I normally don’t pay much attention to religion. On my best days I follow a Buddhist philosophy and on my worst I slip into the pit of nihilism that comes with atheism. Yesterday I was chatting with a coworker of mine who seemed surprised to learn I wasn’t Christian and didn’t celebrate Christmas. “Are you Jewish?” He asked – a pretty good guess given the odds. I explained that I left the Roman Catholic faith I had been born into during my teens and never looked back, and that the issue I had the most difficulty with, the one preventing me with accepting even the possibility of the existence of a Judeo-Christian G-d was the Suffering of Innocents.
I’ve heard a lot of excuses for the allowance of such suffering in my time. That G-d has a plan and suffering is part of the plan. That G-d gave us free will, and suffering of innocents derives from our choices, or that G-d will reward us in Heaven for the suffering we endure on earth. Honestly, they all suck. I personally can conceive of an all-powerful G-d who can create a universe and independent beings populating it having free will and the ability to learn whatever lesson G-d wants them to learn without requiring the innocent to suffer. I am therefore left with three choices: G-d exists but He is not all-powerful, He exists and is all-powerful but is a sadist, or He doesn’t exist at all. None of these are intellectually satisfying, leaving me struggling in a no-mans land between hope and nihilism.

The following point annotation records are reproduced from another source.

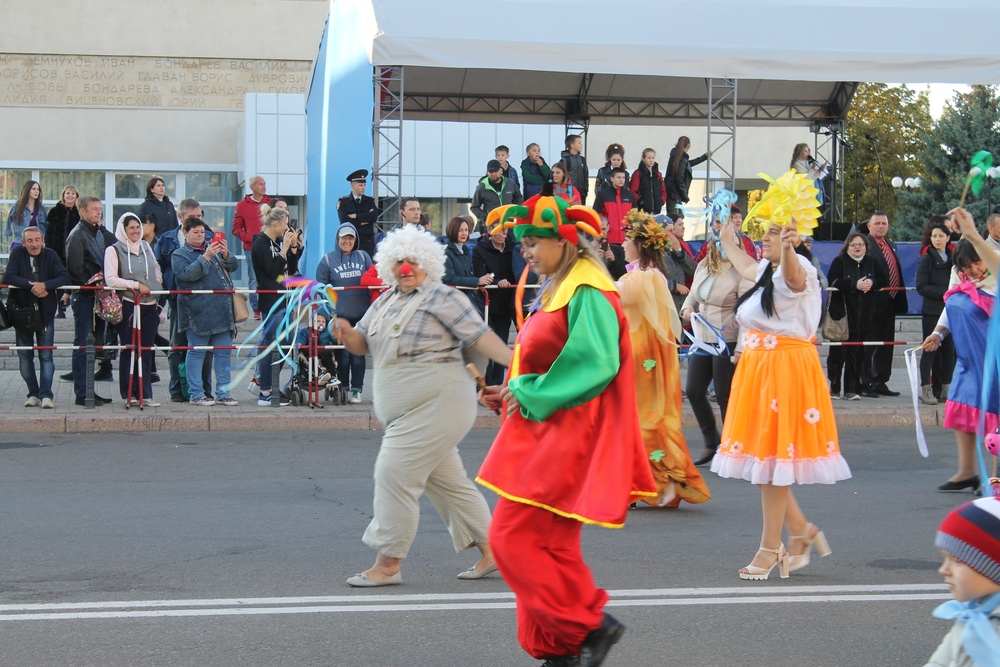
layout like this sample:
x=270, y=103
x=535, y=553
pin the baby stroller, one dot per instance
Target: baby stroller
x=316, y=368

Then there’s atheism. Atheists seem to enjoy tormenting people of faith especially the Christian and Jewish faiths that spawns atheists the way pot mixed with college freshmen spawns the mistaken belief Dave Mathews is a misunderstood genius on par with Jim Morrison. I’ve never understood why atheists are so smug towards believers. There is no 100% conclusive proof that they are right and a Christian or Jew is wrong. Atheists thrill themselves pointing out the suffering caused by religion, whether during the Crusades, the religious wars of the Renaissance in Europe, or the persecution of women and gays today. But they seem to conveniently ignore the 7 million killed by Stalin in the Ukraine and an additional 1-2 million killed five years later during the purges, and the 36 million killed by Mao’s Great Leap Forward, as well as the 2 million victims of Pol Pot’s Killing Fields. All these men were great atheists, and killed many, many more than all historical religious leaders combined. Add in your petty communists like Tito, Castro, Ceaucescu, Kim Il Sung and the death toll creeps even higher.

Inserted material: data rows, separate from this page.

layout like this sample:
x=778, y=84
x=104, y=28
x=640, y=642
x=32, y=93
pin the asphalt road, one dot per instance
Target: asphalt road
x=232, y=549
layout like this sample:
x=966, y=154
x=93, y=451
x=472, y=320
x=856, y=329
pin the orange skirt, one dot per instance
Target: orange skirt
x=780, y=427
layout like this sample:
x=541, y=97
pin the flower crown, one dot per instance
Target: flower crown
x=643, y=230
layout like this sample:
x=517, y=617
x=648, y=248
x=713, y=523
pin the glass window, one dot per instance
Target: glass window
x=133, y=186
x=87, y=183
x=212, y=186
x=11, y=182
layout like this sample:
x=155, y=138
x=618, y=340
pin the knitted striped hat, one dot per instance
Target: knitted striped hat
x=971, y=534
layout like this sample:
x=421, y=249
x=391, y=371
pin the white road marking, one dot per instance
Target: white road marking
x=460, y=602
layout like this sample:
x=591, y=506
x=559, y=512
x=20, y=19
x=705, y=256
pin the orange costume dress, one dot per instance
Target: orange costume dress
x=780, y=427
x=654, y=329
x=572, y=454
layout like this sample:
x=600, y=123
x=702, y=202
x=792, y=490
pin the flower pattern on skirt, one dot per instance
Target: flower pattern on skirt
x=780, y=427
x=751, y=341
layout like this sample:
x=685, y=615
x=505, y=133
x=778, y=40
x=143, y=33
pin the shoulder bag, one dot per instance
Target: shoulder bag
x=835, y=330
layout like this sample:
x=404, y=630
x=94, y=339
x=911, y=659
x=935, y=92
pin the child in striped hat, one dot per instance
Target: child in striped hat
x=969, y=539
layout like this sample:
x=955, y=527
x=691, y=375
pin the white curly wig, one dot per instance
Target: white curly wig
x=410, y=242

Then of course there’s the problem that any true atheist should rationally kill himself or herself to avoid suffering, or perhaps go to the other extreme and turn the world into your personal playground like a psychopath, but that merely delays the suffering. Camus, Sartre, and Nietzsche did their best to provide answers to this conundrum but nothing works. A true atheist should be a dead atheist, which is why I suppose they have to entertain themselves by banning creches or prayers at high school football games.
It would seem that there has never been as of yet a true secular code of morality, and the existence of such may even be an impossibility. We may not be born with a sense of right and wrong but without religion it may not be possible to instill a conscience or similar repository of moral values that are we are able to rely upon through all of life’s circumstances. So instead we are stuck with religions that are thousands of years old to navigate our increasingly complex modern lives. Yet aren’t absolute truths timeless? If we respect long-dead Greek philosophers for their astute observations on human nature regarding politics, why shouldn’t we trust a bunch of wondering tribes in the desert to set our moral compasses by?
Which leads us back to the suffering of innocents. The closest that any major religion has come to explaining it is Buddhism which elevates suffering to the first of the Four Noble Truths. But it’s the 2,500 year old equivalent of “it is what it is,” a saying I hear a lot more as I get older and struggle with. I can’t accept that answer. It doesn’t feel right and isn’t intellectually or emotionally satisfying.
What else is there? For agnostics like me there’s nothing except a yearning for a better answer, and the hope that if there is indeed an afterlife I can at last learn the reason why innocents suffer and the wicked prosper in our world.